Asıl korkutucu olan, tehlikenin yaklaşmış olmasıydı.

Davis, nişanlım; elinde tuttuğu beyaz gülü parmaklarının ucuyla etrafında çevirdiğinde asıl olması gerekenler ile olanlar arasındaki farkı karşılaştırıyordum kendimce. Olması gereken, benim onun kollarına koşuyor olmam ve mutluluktan içimin içime sığmamasıydı; lakin Davis ile aramda duran Bortaline ve Chara, bu gerçekliğin üstüne kalın bir örtü örterek muhtemelen yaşanacak olanları engelliyorlardı. Bilmediğim bir şeyi biliyor olmalıydılar.
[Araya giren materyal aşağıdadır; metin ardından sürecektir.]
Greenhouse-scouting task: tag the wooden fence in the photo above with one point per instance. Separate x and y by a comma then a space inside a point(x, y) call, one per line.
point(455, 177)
Onları suçlayamazdım, arkadan bağladığı altın sarısı saçları ve fırtınalı gözleri her ne kadar çoğu insanın kalbini çalacak kadar güzel olsa da, benim için hiçbir şey ifade etmiyordu artık. Olduğu yerde taklalar atması gereken yüreğimin aksine göğsümü sıkıştıran ekşimsi bir acı vardı içimde. Kötü olan ise böyle olmasını istemiyordum, önceki hayatımda bu adama aşık olduysam eğer kendimi ve hatıralarımı bulmam için yanımda olması gerekmez miydi?

Peki o halde niye ruhumun derinliklerinde Davis'le alakalı her şeyin yanlış olduğunu haykıran bir şeyler vardı?

"Frisk."

Ah, adımı onun ağzında duymak... İçimden gülmek gelmişti. İki aydır onca yaşadığım şey olmuşken, öldüğünü zannettiğim bu adam karşımda bana doğru bakıyordu. Gözlerini gözlerime dikmiş, ruhumu analiz etmek için en ufak bir mimik yeterli olacakmış gibi geliyordu ama ona bu istediğini vermeyecektim. Veremezdim.

Davis, bana seslenişine karşılık vermediğimi fark ettiğinde olduğu yerde hafifçe kıpırdanıp, tekrar aşılamıştı zehrini kalbime. Sesinin mırıltılı tonu bir yılan gibi boynuma dolanıyor, şah damarımdan ısırıyordu beni.

"Eve gidiyoruz güzelim."

Konuşmamıştım, konuşmayacaktım da. Ona karşı efor sarf etmemi hak etmiyordu. Neyseki Chara yetişmişti sessiz yardımsızlığıma, bir adım öne çıkarken temizlediği boğazı ile Davis'in bitmek bilmeyen bakışlarını başka yere çekmeyi sağlayarak sonunda nefes almamı sağlamıştı.

"Seninle gelmiyor, Nikenglov." önündeki kahve masası sebebiyle belirli bir yere kadar ilerleyebilse de, olduğu yerden Davis'e eğilmesi zor olmamıştı. "Bir daha asla aynı hatayı yapmayacağım."

Davis, attığı acımasız kahkahası ile odadaki gerginliğin kat kat artmasına sebep olsa da buna kanmamaya kararlıydım. Gözlerimi şu an bana doğrultulmasalar da gri gözbebeklerinden ayırmadan söylediklerini dinlemeye devam ettim.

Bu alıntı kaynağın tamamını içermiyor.